Acting upon the warrant issued by the state court, inspectors of the State Investigation and Protection Agency (SIPA) brought in the officials of the Indirect Taxation Authority of Bosnia and Herzegovina (ITABiH), namely: Jelena Majstorović, head of the Anti-smuggling Group, and inspectors Radenko Popović, Stevo Savić, Vladimir Puzić, Vladimir Đurđević, and Elvis Džaferagić.
They will be held for 24 hours for interrogation about suspected abuse of office and taking bribes. During 2017 and 2018, these ITABiH inspectors blackmailed the shop owners who were found to break the law, asking them for a bribe in exchange for not confiscating their goods. Business owners across Bosnia and Herzegovina have been paying inspectors several hundred to several thousand marks to get smaller penalties or for inspectors to turn the blind eye to the way they do their business.

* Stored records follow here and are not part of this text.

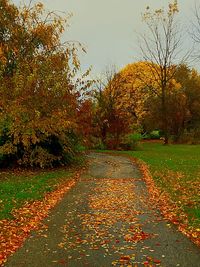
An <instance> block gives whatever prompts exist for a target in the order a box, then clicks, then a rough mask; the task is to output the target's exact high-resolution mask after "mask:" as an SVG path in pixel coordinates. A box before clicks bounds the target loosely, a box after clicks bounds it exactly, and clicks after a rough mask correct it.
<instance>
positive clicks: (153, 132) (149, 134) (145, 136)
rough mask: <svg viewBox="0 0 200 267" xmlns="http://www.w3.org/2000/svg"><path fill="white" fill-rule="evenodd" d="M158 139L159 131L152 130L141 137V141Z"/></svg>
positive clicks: (157, 139)
mask: <svg viewBox="0 0 200 267" xmlns="http://www.w3.org/2000/svg"><path fill="white" fill-rule="evenodd" d="M160 137H161V134H160V131H159V130H154V131H152V132H150V133H145V134H143V135H142V139H144V140H150V139H153V140H155V139H156V140H159V139H160Z"/></svg>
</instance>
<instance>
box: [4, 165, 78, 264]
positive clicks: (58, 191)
mask: <svg viewBox="0 0 200 267" xmlns="http://www.w3.org/2000/svg"><path fill="white" fill-rule="evenodd" d="M77 175H78V173H76V175H75V174H74V171H72V170H70V171H69V170H66V169H65V170H57V171H49V172H43V173H42V172H40V173H37V174H35V173H31V172H26V174H25V173H23V175H22V173H21V172H19V173H16V172H15V173H12V172H9V173H8V172H2V173H1V181H0V192H1V195H0V199H1V209H0V218H1V220H0V266H1V264H3V262H4V261H5V260H6V258H7V257H8V256H9V255H11V254H13V253H14V252H15V251H16V250H17V249H18V248H19V247H20V246H21V245H22V244H23V242H24V241H25V240H26V238H27V237H28V236H29V235H30V232H31V231H32V230H34V229H39V228H41V227H45V226H44V225H43V224H42V220H43V219H44V218H45V217H46V216H48V214H49V211H50V210H51V209H52V208H53V207H54V206H55V205H56V204H57V203H58V202H59V201H60V200H61V199H62V197H63V195H64V193H65V192H67V191H68V190H69V189H70V188H71V187H72V186H74V184H75V180H76V179H75V178H77Z"/></svg>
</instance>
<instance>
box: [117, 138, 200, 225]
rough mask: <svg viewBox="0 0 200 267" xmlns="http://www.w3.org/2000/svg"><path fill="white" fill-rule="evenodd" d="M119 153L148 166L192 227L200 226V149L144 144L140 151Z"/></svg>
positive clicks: (191, 147) (181, 146)
mask: <svg viewBox="0 0 200 267" xmlns="http://www.w3.org/2000/svg"><path fill="white" fill-rule="evenodd" d="M117 153H119V152H117ZM120 153H126V154H128V155H130V156H133V157H135V158H138V159H141V160H143V161H144V162H145V163H147V164H148V165H149V168H150V172H151V174H152V176H153V178H154V180H155V182H156V184H157V186H158V187H159V188H160V189H161V190H164V191H166V192H168V193H169V194H170V196H171V198H172V200H173V201H175V202H176V203H178V204H180V205H181V206H182V207H183V209H184V210H185V212H186V213H187V214H188V215H189V217H190V219H191V223H197V224H200V145H169V146H164V145H162V144H160V143H143V144H141V147H140V149H139V150H137V151H123V152H120Z"/></svg>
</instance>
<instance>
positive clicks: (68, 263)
mask: <svg viewBox="0 0 200 267" xmlns="http://www.w3.org/2000/svg"><path fill="white" fill-rule="evenodd" d="M88 157H89V162H90V163H89V168H88V171H87V172H85V173H84V174H83V175H82V177H81V178H80V180H79V181H78V182H77V184H76V186H74V187H73V188H72V189H71V190H70V191H69V192H67V193H66V195H65V196H64V198H63V200H62V201H61V202H60V203H59V204H58V205H57V206H56V207H55V208H54V209H53V210H52V211H51V213H50V215H49V217H48V218H46V220H45V221H44V224H45V225H46V228H44V229H41V230H38V231H33V232H32V233H31V236H30V237H29V238H28V239H27V240H26V241H25V243H24V245H23V247H22V248H20V249H19V250H18V251H17V252H16V253H15V254H13V256H11V257H10V258H9V259H8V261H7V263H6V264H5V266H7V267H11V266H12V267H22V266H23V267H51V266H52V267H56V266H69V267H82V266H88V267H109V266H128V267H131V266H134V267H140V266H149V267H150V266H162V267H176V266H180V267H199V266H200V248H198V247H197V246H195V245H194V244H193V243H192V242H191V241H190V240H189V239H188V238H187V237H185V236H184V235H183V234H181V233H180V232H178V231H177V229H176V227H175V226H173V225H171V224H170V223H169V222H167V221H165V220H164V219H163V218H162V216H161V215H160V213H159V211H158V210H156V209H155V208H154V205H153V203H151V202H150V200H149V195H148V191H147V188H146V186H145V183H144V181H143V178H142V175H141V173H140V171H139V170H138V168H137V166H136V165H134V164H133V163H132V162H131V161H130V160H129V159H128V158H126V157H123V156H112V155H107V154H100V153H91V154H90V155H89V156H88Z"/></svg>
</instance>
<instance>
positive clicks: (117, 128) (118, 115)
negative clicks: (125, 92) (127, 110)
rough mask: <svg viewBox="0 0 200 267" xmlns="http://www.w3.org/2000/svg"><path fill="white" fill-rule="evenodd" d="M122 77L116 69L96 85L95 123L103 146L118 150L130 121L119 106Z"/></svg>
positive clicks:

Early this morning, SIPA officials searched the apartments and houses of the inspectors and seized evidence for criminal proceedings, and in May this year, they searched the premises of the ITA BIH.
As claimed by ITA, they have not been involved in the SIPA’s operation, and have no information about the arrest of their inspectors.
The operation codenamed “Brand IV” is being carried out by SIPA and the RS Ministry of the Interior under the supervision of the BiH Prosecutor’s Office, which will decide on the possible arrest of the inspector after the search and hearing.
Last year, CIN published a story revealing the working methods of the ITA’s Head of the Anti-smuggling Group and her inspectors.
Shop owners explained to journalists that the inspectors, upon entering their shops, demanded that they turn off the video surveillance, and searched private premises without presenting a court warrant, as well as their bags and personal belongings, and ultimately confiscated the goods they found, thus violating the procedures.
SIPA inspectors filed the first report on these abuses in 2019, claiming to have established that Majstorović and her inspectors over two years used their position at least ten times to extort money from shopkeepers, and in at least four cases they illegally confiscated jewelry worth more than BAM 200,000.
“At the same time, they kept part of the confiscated jewelry for themselves by issuing several confiscation certificates indicating smaller than real quantities”, as indicated in the SIPA report. The shopkeepers claim that almost half of the seized jewelry is missing.